Di fronte ad un'iniziativa di tale gravità, le valutazioni di opportunità e di bon ton devono cedere il passo a una seria analisi delle sue motivazioni nella sede più appropriata che è il Parlamento. I cittadini hanno il diritto di sapere se Palamara e Cascini, rispettivamente presidente e segretario generale dell'ANM, siano stati colpiti da un attacco di paranoia oppure abbiano ragione di preoccuparsi per le sorti dello stato di diritto.
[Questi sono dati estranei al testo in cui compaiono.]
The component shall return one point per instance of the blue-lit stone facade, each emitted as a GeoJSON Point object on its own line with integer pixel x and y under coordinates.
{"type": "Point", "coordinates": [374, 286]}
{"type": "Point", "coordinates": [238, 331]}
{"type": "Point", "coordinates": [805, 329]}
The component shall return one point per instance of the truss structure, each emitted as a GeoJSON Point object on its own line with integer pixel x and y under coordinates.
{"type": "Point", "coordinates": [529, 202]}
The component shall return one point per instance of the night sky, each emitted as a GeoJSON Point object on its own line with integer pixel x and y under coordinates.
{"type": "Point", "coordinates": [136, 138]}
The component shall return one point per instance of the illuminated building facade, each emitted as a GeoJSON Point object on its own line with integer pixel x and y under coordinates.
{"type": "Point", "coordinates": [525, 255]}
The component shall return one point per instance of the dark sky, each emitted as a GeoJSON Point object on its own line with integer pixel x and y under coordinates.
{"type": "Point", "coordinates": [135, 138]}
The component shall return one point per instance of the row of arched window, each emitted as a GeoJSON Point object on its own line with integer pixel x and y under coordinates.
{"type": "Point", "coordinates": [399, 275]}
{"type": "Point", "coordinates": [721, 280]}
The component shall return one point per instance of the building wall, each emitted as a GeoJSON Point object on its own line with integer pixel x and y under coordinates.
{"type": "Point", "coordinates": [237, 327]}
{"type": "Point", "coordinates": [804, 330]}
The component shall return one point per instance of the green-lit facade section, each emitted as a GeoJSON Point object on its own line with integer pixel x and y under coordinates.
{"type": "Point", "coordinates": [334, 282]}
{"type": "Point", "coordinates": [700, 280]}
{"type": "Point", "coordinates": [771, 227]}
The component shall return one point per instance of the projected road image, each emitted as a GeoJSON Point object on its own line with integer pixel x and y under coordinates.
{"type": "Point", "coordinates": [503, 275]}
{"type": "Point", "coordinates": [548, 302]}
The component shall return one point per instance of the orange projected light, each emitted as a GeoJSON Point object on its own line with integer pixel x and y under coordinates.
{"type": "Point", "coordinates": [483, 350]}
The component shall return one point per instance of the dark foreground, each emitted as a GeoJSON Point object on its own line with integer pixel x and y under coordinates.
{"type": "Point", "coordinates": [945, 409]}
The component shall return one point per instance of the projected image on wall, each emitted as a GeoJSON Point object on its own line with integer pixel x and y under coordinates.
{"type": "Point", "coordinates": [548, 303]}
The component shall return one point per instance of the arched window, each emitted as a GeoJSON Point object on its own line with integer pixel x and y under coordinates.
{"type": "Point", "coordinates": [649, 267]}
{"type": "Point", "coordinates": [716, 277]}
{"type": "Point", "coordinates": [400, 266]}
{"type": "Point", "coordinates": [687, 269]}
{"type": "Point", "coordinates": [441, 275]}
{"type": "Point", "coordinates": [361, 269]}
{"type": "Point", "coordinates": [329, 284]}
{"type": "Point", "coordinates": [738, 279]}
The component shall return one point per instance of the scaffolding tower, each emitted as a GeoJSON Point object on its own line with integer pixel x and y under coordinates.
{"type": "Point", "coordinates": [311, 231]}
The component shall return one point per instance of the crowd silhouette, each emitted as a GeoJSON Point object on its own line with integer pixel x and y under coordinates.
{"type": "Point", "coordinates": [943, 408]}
La posta in gioco è troppo importante perché il dibattito resti nell'ambito dei talk show televisivi. Perché il confronto possa risultare fruttuoso, se non altro sul piano dell'informazione, è però necessario che l'Associazione Nazionale Magistrati lo prepari adeguatamente, mettendo da parte le lamentazioni generiche per approfondire in concreto i vari aspetti della crisi del sistema giudiziario e dei suoi rapporti con le altre istituzioni dello Stato. Per esempio, non basta dire che il Governo è inadempiente all'obbligo di adeguare i mezzi dell'amministrazione giudiziaria. Occorre analizzare le situazioni dei singoli uffici, cominciando dai più grandi, dove la macchina giudiziaria non funziona e accertare le ragioni della loro inefficienza, anche mediante opportuni raffronti con le sedi dove i tempi dei processi sono accettabili.

Un capitolo a parte merita la giustizia del lavoro, che interessa la stragrande maggioranza dei cittadini italiani. In questo settore dell'amministrazione giudiziaria si stanno infittendo le iniziative legislative dirette a restringere l'autonomia dei giudici, fissando per loro parametri di riferimento estranei alla legge.